Assume I’m standing on the street corner outside QWERT Corporation waiting for a bus. I happend to see Joe Blow (The head of Microsoft acquisitions) go into their offices. In the 10 minutes that follow, Steve Ballmer and Bill Gates also happen to arrive. Anyone could have witnessed this if they had been there. I conclude that QWERT corporation might be a takeover target and I call my broker and buy 20000 shares of QWERT.
Or how 'bout this: I’m driving to work when I witness Bill Gates being hit by a truck, so I immediately sell short 20000 shares of Microsoft.
No, that is not insider trading. For one thing, you are not an insider. As you say, anyone could see it and make the same assumption.
Now, suppose you are posting news to the CNBC web site, and you get a news release from Microsoft that Bill Gates is stepping down as Chairman. Rather than posting it, you call your broker with a sell order, wait 5 minutes then post it. That would be insider trading. See the difference?
I understand all the words, they just don’t make sense together like that.
Acually neither is insider trading. What you are referring to is trading on “inside information.” which is defined as both material and nonpublic information.

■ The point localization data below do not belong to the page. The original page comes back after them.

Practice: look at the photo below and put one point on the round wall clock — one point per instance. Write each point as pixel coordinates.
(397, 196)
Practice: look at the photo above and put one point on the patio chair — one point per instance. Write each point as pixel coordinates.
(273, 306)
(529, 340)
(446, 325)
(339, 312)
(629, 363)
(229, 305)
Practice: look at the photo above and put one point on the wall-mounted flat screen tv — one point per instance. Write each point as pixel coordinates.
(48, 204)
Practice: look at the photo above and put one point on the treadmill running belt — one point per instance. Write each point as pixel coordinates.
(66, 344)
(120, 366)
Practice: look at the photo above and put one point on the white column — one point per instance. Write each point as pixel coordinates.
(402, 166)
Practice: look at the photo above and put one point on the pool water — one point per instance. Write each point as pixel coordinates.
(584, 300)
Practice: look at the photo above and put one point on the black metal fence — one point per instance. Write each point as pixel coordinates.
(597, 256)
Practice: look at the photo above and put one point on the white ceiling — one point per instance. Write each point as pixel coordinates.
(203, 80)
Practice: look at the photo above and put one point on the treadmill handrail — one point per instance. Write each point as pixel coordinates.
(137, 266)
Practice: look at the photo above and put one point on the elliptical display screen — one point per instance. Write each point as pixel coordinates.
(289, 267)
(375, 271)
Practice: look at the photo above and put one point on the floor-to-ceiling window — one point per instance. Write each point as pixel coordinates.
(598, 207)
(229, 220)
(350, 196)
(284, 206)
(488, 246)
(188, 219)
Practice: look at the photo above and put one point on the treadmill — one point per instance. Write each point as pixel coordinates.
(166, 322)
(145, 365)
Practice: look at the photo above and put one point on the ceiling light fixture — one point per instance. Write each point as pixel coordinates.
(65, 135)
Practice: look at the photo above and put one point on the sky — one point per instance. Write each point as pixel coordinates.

Bizerta, neither is insider trading - you’re just acting on public information more quickly than the public.
The CNBC thing probably isn’t illegal, but it’s very unehtical. CNBC would probably fire you if they found out and the SEC could sanction CNBC because CNBC is in a position to influence markets based on its role in the news economy. The SEC probably would consider it insider trading depending on the other details of the test.
“More quickly than the rest of the public at large.” i.e. you just found out more quickly than everyone else but you didn’t find out because you were in some sort of privileged position.